Operazione nostalgia tra i novanta e i duemila, non male ma poco personali.
A volte sono piccoli segnali. A volte si fanno più grandi. A volte bisognerebbe accorgersene. A volte bisognerebbe ricordarsi quantomeno di Proust e delle madeleine.
Il titolo, l’immagine di copertina, dal simbolismo diretto e senza fronzoli. Il video del singolo, “Milano”, un mashup tra post-neorealismo ed un campionario del turismo da cartolina, Intervallo-style, fa riaffiorare alla mente, senza superarle, le peregrinazioni milanesi di Morgan ("Altrove") e de Le Vibrazioni. E poi, epifania, quei tom all’inizio di questi ventiquattro minuti così anni '90: per qualcuno i duemila sono stati valicati da relativamente poco tempo.

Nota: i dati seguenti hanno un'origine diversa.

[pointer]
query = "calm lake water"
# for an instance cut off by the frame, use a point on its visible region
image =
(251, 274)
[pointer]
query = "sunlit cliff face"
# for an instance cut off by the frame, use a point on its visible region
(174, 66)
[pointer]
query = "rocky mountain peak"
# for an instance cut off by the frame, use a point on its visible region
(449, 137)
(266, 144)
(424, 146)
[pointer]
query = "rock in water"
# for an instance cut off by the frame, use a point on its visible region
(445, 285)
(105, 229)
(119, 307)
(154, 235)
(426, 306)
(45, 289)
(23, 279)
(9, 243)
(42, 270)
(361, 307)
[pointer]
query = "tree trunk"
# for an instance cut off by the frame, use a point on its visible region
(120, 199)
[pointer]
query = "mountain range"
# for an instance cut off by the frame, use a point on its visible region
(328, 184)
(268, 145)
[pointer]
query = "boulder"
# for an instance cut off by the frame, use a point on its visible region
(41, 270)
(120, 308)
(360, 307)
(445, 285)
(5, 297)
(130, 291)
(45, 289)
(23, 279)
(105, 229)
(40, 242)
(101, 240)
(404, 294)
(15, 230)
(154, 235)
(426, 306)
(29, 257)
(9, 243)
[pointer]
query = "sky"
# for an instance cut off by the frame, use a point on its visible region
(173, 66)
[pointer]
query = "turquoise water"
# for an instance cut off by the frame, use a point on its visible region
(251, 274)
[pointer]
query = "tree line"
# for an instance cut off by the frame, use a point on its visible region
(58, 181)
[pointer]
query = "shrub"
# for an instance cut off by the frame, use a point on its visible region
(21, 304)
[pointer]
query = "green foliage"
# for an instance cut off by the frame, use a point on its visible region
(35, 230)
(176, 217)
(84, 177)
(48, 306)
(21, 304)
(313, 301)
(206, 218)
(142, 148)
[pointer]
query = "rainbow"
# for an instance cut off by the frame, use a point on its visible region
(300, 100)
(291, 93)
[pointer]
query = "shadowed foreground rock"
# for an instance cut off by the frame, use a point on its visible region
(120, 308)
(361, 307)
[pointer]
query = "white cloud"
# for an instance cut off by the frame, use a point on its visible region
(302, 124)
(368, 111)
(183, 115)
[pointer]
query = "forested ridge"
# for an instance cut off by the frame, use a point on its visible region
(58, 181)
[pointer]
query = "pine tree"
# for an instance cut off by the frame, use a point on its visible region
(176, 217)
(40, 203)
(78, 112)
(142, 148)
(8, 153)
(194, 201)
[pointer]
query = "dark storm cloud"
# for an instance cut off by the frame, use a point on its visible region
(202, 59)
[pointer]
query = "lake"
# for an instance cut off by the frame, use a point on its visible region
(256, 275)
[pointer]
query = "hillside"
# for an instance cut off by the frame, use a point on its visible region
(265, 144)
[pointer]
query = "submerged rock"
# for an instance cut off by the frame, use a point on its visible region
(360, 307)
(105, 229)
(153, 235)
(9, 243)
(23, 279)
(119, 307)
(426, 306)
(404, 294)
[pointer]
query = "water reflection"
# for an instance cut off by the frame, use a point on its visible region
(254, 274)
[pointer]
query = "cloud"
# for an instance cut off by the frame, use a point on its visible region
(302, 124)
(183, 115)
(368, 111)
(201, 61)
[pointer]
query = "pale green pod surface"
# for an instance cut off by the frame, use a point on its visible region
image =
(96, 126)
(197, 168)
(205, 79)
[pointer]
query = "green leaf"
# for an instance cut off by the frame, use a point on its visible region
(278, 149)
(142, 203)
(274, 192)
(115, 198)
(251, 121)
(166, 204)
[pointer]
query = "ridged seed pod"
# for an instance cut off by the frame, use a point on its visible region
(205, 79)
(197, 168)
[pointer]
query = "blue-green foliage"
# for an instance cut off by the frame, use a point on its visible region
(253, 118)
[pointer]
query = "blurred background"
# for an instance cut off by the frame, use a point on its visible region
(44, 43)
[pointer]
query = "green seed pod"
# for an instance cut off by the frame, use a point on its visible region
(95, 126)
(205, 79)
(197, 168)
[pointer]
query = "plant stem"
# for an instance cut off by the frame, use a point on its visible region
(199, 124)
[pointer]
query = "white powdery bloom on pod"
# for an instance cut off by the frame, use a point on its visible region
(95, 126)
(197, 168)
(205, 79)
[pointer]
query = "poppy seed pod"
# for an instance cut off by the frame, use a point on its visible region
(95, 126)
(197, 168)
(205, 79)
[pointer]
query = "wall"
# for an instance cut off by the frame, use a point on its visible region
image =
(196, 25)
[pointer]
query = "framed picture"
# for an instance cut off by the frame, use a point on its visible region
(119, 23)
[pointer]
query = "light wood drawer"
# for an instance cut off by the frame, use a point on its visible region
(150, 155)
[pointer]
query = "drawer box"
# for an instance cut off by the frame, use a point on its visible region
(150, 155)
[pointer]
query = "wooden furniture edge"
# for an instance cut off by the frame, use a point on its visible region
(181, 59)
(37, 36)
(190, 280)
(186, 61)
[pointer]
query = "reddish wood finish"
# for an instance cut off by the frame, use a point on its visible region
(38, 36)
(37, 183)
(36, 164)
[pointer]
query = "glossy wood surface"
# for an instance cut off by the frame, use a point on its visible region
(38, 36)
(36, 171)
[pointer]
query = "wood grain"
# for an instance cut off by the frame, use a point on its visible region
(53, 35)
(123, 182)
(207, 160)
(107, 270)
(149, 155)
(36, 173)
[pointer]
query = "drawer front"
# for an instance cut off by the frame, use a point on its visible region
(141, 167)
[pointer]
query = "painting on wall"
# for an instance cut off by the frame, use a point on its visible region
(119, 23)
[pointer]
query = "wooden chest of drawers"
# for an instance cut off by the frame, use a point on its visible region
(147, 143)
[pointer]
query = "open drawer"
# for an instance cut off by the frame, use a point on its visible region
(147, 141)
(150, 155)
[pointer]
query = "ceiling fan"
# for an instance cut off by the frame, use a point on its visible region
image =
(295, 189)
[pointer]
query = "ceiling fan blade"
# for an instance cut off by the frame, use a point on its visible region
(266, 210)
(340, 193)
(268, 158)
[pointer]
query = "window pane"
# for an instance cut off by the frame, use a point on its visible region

Del resto, bastava leggere la presentazione del gruppo: i Killing Jake, la cui infanzia musicale si forma in quegli anni sospesi tra i novanta e i duemila, dichiarano deliberatamente di aver ripreso gli strumenti in mano andando scavare nel loro baule dei ricordi per questo progetto. L’operazione nostalgia però, pur filologicamente corretta, non riesce a toglierne la polvere e a smussare alcuni angoli che negli anni si sono rivelati strade deboli, se non minori, sopratutto da quando si è andati verso una radicalizzazione degli stili.
Il prodotto è un calderone rovente di chitarroni, batterie ben definite, passaggi punk all’acqua di rose, vaga attitudine hard rock. Due i riferimenti di quegli anni che vengono alla mentre: i Punkreas, la traccia “Maledetti voi e il Rock n’roll” potrebbe essere una loro b-side, e la parte più hard-rock e meno progressive dei Timoria (album di riferimento “Viaggio senza vento” e “2020 Speedball)”. Un pezzo su tutti, il “Il senso del viaggio”, è un intero corto-circuito anni novanta-duemila inanellando citazioni di marca Timoria nella struttura e nei ritornelli, melodia alla Ligabue nella strofa ed un certo chitarrismo da guitar hero italiano di quegli anni nelle parti soliste.
Ma se gli arrangiamenti, seppur datati, sono solo un involucro, le canzoni non riescono comunque a spiccare il volo del tutto. I testi, seppur onesti, non brillano per originalità e la ricerca melodica è fin troppo permeata nelle soluzioni di stile adottate. L’operazione macchina del tempo è certamente riuscita, onore delle armi, e ci sono anche delle parti strumentali di pregevole fattura, ma, per ora, il peso dei riferimenti si sente tutto e lascia ben poco spazio ad una via personale. Maledetto rock’n’roll (di quegli anni).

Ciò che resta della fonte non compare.